An Education

One of my degrees is in Educational Broadcasting, I sit on the Course Board of a leading film and television institution and carry with me a keen interest in our education system, and I despair how we educate for yesterday and not tomorrow.

For example, I believe that every child in the UK should be taught to type and to code in the same way they learn to read and count. Of course, education isn't just about life skills, but as we live in an increasingly complex world where such skills are not just necessary, but are also pre-requisites for the jobs market.

But even this isn't enough. We need a new approach that does not defer to tradition, history and dogma. The main purpose of our current education system was to turn out good Christians and clerks to run global empires.

Sad to say these days, I never, ever look at educational qualifications when employing : frankly, with nearly everyone achieving a degree, they are almost meaningless.

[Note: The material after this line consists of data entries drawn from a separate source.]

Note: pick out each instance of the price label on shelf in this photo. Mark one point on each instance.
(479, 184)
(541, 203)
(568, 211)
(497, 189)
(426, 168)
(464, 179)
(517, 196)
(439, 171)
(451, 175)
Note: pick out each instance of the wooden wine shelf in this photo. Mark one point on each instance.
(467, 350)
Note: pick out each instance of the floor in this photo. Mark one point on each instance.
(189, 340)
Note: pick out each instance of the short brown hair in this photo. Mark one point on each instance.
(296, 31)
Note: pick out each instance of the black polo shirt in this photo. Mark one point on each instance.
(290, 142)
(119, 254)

Sending everyone to degree based higher education was a crazy idea, like most of Tony Blair's policies.

Of course, in the US, degrees are based on how much you can pay and, at their most expensive, can buy your way into the right Wall St positions. Hardly any leading entrepreneurial companies in the US were founded by graduates, let alone masters or doctorate level students.

The internet makes knowledge available like never before, and the use of video for self-education has been pioneered by the likes of the Khan Academy and venerable establishments such as Harvard, but this isn't enough. Words like discipline, structure and rigour have long been used when it comes to education, but this is all wrong. Much learning is best done in informal circumstances, as Rousseau proposed a long time ago.

The changes being made in the UK to education are tinkering around the edges by a Minister who is looking too much into the past. In the US, where there is an administrator for every teacher, the situation is even more dire for many students.

But before long they may be an irrelevance as education becomes the latest industry to be totally transformed by technology.